東京大学と京都大学の研究グループは,自己集合性錯体の形成において,テンプレートとなる分子の有無により,μmサイズのシート構造とnmサイズのかご構造という構造的に異なる二種類の生成物をそれぞれ選択的に与えることを見出した(ニュースリリース)。
分子自己集合は構成要素となる分子が相互作用し,自発的に秩序構造を形成する現象だが,最終構造体へ至るまでに,どのような中間体を生成し,どのような経路を経て進むのかは,これまでほとんど明らかにされていなかった。

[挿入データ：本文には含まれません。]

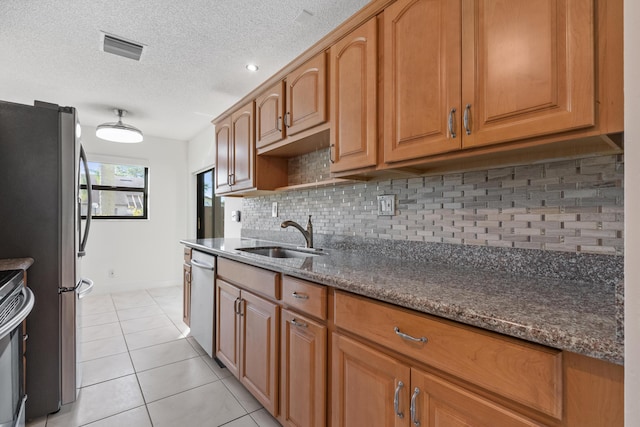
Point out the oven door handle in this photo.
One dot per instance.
(87, 290)
(20, 314)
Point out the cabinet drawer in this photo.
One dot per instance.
(528, 373)
(262, 281)
(304, 296)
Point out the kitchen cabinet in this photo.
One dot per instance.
(247, 331)
(463, 74)
(303, 354)
(306, 95)
(237, 168)
(354, 99)
(227, 325)
(364, 386)
(186, 286)
(292, 110)
(374, 389)
(235, 151)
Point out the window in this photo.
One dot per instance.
(120, 191)
(210, 220)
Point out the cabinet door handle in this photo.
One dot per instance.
(298, 324)
(409, 337)
(452, 131)
(396, 400)
(414, 398)
(467, 110)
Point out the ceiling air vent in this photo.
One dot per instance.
(122, 47)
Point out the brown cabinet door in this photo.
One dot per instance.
(528, 68)
(306, 91)
(224, 150)
(438, 403)
(259, 327)
(243, 153)
(304, 370)
(186, 294)
(227, 306)
(421, 78)
(270, 116)
(354, 103)
(365, 384)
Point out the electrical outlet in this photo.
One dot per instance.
(387, 205)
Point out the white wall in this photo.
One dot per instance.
(142, 253)
(201, 156)
(632, 207)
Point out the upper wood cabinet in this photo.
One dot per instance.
(421, 78)
(354, 99)
(235, 151)
(269, 116)
(306, 95)
(528, 68)
(238, 170)
(461, 74)
(289, 113)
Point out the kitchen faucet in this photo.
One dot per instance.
(308, 234)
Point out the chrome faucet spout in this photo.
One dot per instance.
(308, 233)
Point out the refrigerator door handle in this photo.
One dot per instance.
(83, 242)
(83, 293)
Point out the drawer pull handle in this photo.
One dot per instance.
(467, 129)
(414, 420)
(299, 296)
(409, 337)
(298, 324)
(396, 400)
(452, 131)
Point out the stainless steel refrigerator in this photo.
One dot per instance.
(42, 166)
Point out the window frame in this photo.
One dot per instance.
(144, 190)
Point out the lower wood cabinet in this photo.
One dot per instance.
(303, 360)
(365, 386)
(247, 341)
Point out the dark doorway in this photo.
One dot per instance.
(210, 221)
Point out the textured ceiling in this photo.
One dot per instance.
(192, 67)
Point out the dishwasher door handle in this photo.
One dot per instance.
(201, 264)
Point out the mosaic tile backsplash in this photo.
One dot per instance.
(570, 206)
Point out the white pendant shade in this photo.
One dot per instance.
(118, 131)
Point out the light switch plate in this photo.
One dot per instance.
(387, 204)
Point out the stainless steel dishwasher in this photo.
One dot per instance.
(203, 267)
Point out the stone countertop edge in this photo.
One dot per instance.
(15, 263)
(572, 316)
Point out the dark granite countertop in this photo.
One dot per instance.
(569, 315)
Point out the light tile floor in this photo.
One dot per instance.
(141, 368)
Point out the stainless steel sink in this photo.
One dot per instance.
(281, 252)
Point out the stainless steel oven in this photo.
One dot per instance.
(16, 302)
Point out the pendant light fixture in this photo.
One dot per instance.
(118, 131)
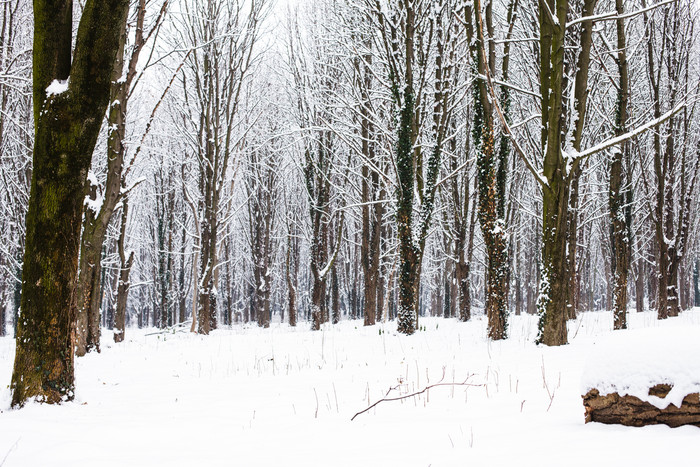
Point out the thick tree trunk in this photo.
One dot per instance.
(66, 128)
(620, 216)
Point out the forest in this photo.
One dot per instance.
(199, 164)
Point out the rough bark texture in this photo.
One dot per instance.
(631, 411)
(618, 201)
(66, 129)
(491, 183)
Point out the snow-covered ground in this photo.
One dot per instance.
(285, 397)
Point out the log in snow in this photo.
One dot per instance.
(632, 411)
(644, 377)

今回,テンプレートとなる分子の有無により,μmサイズのシート構造とnmサイズのかご構造という,構造的に異なる二種類の生成物をそれぞれ選択的に与えることを見出した。
また,自己集合過程を調べることで,どの段階で二種類の構造の形成が決まるのかを明らかにすることにも成功した。さらに,テンプレートによって形成が促進されるかご構造の形成過程では「速度論的テンプレート効果」と呼ばれる現象により,シート構造の生成を抑制されていることが明らかになった。
テンプレート分子を用いるとシート構造からかご構造へ変換可能なため,研究グループはこの概念をもとに,特異な分子に対して刺激応答性を示す材料の開発に繋がることが期待されるとしている。